Prices at Jose Malone’s are reasonable, and the portions are generous but not overly so. Appetizers and small plates range from $6-$14, and entrees range from $10-$24 – a good value for the quantity and quality of the food. So don’t expect to “get your Irish up” at Jose Malone’s, but do expect the menu to live up to its promise of interesting and tasty dishes.
The Mouse House Kitchen gives Jose Malone’s 3.5 out of 5 stars!

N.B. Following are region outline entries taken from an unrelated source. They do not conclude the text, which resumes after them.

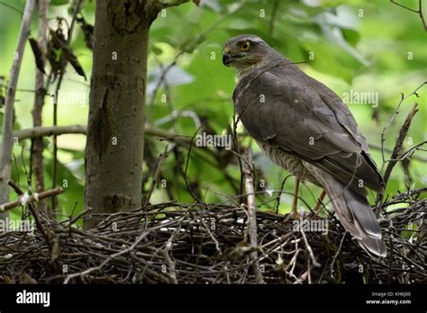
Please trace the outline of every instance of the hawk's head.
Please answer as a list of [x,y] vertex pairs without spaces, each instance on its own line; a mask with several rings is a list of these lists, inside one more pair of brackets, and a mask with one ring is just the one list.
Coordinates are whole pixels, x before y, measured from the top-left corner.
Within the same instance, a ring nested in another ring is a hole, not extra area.
[[262,62],[270,50],[271,48],[259,37],[240,35],[225,42],[223,63],[241,70]]

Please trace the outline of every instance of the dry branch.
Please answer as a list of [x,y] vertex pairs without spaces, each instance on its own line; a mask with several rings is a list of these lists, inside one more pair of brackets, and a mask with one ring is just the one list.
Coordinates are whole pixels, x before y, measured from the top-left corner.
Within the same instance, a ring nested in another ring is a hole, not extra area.
[[2,143],[0,148],[0,204],[9,201],[9,187],[7,181],[11,174],[12,151],[14,148],[14,106],[21,64],[28,35],[30,22],[35,6],[35,0],[27,0],[18,38],[18,46],[14,53],[14,63],[9,76],[6,97],[5,102],[5,115],[3,117]]
[[[37,202],[43,199],[50,198],[56,195],[62,193],[64,190],[60,187],[48,190],[46,192],[35,192],[31,196],[28,194],[23,195],[19,200],[14,201],[6,202],[5,204],[0,205],[0,212],[5,212],[9,210],[14,208],[19,207],[20,205],[26,205],[30,202]],[[24,197],[24,198],[23,198]]]
[[246,163],[244,166],[245,175],[245,189],[248,201],[248,235],[250,248],[254,251],[250,253],[250,262],[252,263],[252,269],[255,273],[258,283],[264,283],[262,273],[258,261],[257,248],[258,236],[257,236],[257,209],[255,207],[255,193],[253,188],[253,162],[252,150],[250,148],[246,148],[245,151]]
[[[321,264],[313,267],[303,235],[293,231],[292,221],[286,221],[286,216],[280,214],[259,210],[256,231],[262,254],[258,262],[264,269],[264,281],[425,282],[427,242],[422,229],[427,201],[416,200],[417,194],[425,190],[413,192],[397,195],[389,202],[395,209],[383,214],[380,225],[391,261],[388,257],[374,258],[350,237],[344,237],[344,229],[331,217],[327,235],[304,233]],[[400,208],[397,205],[396,209],[396,203],[401,204]],[[70,227],[67,220],[42,217],[45,228],[58,237],[59,259],[68,272],[59,273],[53,267],[49,246],[38,229],[32,236],[8,231],[0,233],[0,282],[22,282],[20,273],[24,272],[39,283],[171,283],[174,275],[178,283],[257,283],[252,263],[248,262],[253,250],[241,246],[247,233],[243,222],[247,214],[239,204],[167,202],[96,215],[101,222],[90,231]],[[314,215],[306,217],[312,218]],[[309,272],[307,264],[311,266]],[[364,269],[363,273],[359,268]]]

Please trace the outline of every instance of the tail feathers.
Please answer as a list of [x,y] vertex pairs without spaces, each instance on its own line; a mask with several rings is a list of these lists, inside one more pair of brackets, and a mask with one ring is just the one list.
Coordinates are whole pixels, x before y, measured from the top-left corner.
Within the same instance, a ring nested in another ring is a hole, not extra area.
[[344,228],[363,248],[376,255],[386,256],[381,229],[368,199],[347,188],[327,173],[315,176],[326,190]]

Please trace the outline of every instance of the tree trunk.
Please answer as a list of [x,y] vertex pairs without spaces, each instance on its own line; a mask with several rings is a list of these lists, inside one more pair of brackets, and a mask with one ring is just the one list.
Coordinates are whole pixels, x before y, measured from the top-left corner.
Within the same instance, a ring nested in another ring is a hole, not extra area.
[[[48,49],[48,41],[46,31],[48,29],[48,19],[47,12],[49,7],[50,0],[39,0],[39,47],[41,50],[42,55],[41,58],[43,62],[46,62],[46,52]],[[36,68],[35,75],[35,97],[34,104],[32,107],[32,123],[34,127],[42,126],[41,113],[43,111],[44,98],[46,96],[46,88],[44,86],[44,76],[38,68]],[[43,138],[39,137],[32,139],[32,169],[34,173],[35,191],[36,192],[41,192],[44,191],[44,174],[43,174]],[[39,210],[46,209],[46,202],[40,201],[35,203]]]
[[[5,100],[5,114],[3,116],[2,136],[0,138],[0,204],[9,201],[9,186],[7,182],[12,171],[12,152],[14,150],[14,94],[18,85],[21,64],[23,58],[23,51],[30,33],[30,23],[32,11],[34,10],[35,0],[28,0],[25,3],[25,9],[21,23],[21,31],[18,38],[18,47],[14,54],[14,63],[7,84],[6,97]],[[0,213],[0,219],[7,218],[8,213]]]
[[[96,1],[85,189],[92,213],[141,205],[148,40],[157,4]],[[87,217],[84,227],[97,222]]]

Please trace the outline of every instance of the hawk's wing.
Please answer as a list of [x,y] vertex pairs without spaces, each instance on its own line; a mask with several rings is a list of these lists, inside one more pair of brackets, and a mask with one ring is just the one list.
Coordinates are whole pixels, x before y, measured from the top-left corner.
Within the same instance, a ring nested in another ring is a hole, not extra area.
[[328,87],[295,65],[268,65],[238,84],[233,102],[248,132],[330,173],[359,193],[382,178],[351,112]]

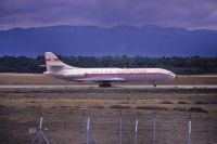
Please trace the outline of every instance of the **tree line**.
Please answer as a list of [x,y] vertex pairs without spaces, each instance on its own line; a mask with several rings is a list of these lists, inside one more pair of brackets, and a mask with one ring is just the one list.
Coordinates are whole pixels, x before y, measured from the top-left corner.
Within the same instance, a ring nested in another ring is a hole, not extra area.
[[[171,57],[145,57],[145,56],[62,56],[64,63],[77,67],[159,67],[169,69],[179,75],[191,74],[217,74],[217,57],[202,56],[171,56]],[[26,56],[1,56],[0,73],[35,73],[46,70],[44,57],[35,58]]]

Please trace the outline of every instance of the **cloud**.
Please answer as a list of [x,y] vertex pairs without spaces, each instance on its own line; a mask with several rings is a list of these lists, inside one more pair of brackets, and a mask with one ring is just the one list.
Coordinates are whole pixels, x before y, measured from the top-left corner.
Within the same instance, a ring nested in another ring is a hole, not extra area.
[[1,0],[0,29],[119,24],[217,29],[216,0]]

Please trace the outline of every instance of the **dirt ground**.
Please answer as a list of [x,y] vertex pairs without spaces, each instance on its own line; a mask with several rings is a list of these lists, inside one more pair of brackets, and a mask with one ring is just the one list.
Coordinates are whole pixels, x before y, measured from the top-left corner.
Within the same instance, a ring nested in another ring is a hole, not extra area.
[[84,144],[84,121],[90,118],[89,144],[183,144],[191,114],[191,144],[217,143],[217,90],[0,89],[0,144],[29,144],[43,117],[51,144]]

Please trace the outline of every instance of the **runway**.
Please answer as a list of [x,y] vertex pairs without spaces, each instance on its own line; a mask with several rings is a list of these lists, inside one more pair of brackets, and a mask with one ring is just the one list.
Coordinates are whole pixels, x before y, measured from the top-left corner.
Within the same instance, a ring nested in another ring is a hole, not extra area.
[[[91,89],[97,84],[0,84],[0,89]],[[113,84],[99,89],[217,89],[217,84]]]

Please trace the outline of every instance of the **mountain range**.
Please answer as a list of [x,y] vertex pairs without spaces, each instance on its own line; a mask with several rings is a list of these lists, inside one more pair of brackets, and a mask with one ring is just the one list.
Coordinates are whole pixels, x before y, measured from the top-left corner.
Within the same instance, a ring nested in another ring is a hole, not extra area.
[[0,55],[217,56],[217,30],[155,25],[49,26],[0,30]]

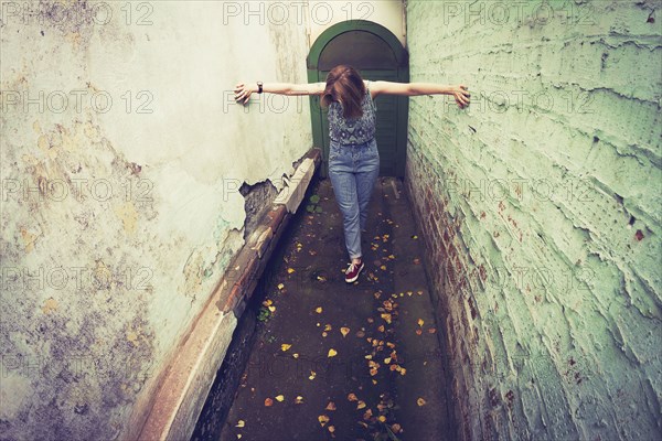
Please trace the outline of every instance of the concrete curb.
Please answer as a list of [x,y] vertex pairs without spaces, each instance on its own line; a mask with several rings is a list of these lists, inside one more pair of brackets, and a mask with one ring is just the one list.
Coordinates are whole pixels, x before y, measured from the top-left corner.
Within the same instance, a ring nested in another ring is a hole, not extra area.
[[147,415],[139,430],[139,440],[182,441],[191,438],[237,321],[292,213],[301,204],[321,160],[322,153],[318,148],[303,157],[289,185],[278,194],[271,209],[263,216],[228,266],[182,338],[173,362],[164,369],[156,394],[147,400],[151,409],[135,410],[135,415]]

The magnificence of the sandwich is a repeated theme here at the MHK, and today’s recipe highlights Mexico’s take on that culinary concoction: the torta. Tortas in Mexico represent the regions in which they are created – different areas use different breads and fillings for their sandwiches. The fillings run the gamut from pork, beef, and chicken to beef tongue, ham, and bacon and eggs. Traditional garnishes include avocado, beans, tomatoes, lettuce, cheese, and mayo or sour cream. Basically it’s a taco in sandwich form, and there’s nothing bad about that. This recipe comes to us from an unlikely place for Mexican recipes, the Hannaford Supermarket magazine. We omitted the beans, but if that’s your thing, add them when you’re building the torta. The tangy lime-avocado-tomato mixture and the smoky yogurt dressing give the sandwich amazing flavor, anchored by the juicy chicken pieces. Enjoy!
Mexican Chicken Torta
4 teaspoon vegetable oil, divided
2 tablespoon honey
1 tablespoon apple cider vinegar
2 cloves garlic, minced
1 teaspoon paprika
¼ teaspoon crushed red pepper flakes, or to taste
¼ teaspoon salt, or to taste
1 lb. boneless chicken tenders
½ cup low-fat plain Greek yogurt
½ a chipotle pepper, minced
2 scallions, white parts only, chopped
1 avocado, peeled and diced
2 Roma tomatoes, chopped
¼ cup cilantro, chopped
1 tablespoon lime juice, freshly squeezed
4 ciabatta (or other soft) rolls
½ cup shredded Jack or Mexican-blend cheese
In a small bowl, whisk together 2 tsp. of the oil, honey, vinegar, garlic, paprika, pepper flakes, and salt. Transfer to a sealable plastic bag. Add the chicken and turn to coat. Seal and refrigerate for up to 2 hours. In a small bowl, stir together the yogurt, chipotle, and scallions. Cover and refrigerate until ready to use. When ready to cook the chicken, heat remaining 2 tsp. oil in a large nonstick skillet over medium-high heat. Remove chicken from the marinade, discarding the marinade, and cook for about 3 minutes per side, or until cooked through. Tent with foil to keep warm. In a medium bowl, stir together the avocado, tomatoes, cilantro and lime juice. Split each roll in half and remove some of the bread from each half; reserve for another use. Toast the split halves. Spread the bottom of each roll with a very thin layer of yogurt mixture and top with cheese. Spread top halves of the rolls with remaining yogurt dressing. Place chicken on top of the cheese on each sandwich, then top with tomato-avocado mix. Place top halves of rolls on top of the avocado mix, press down to flatten slightly, and serve. Eat!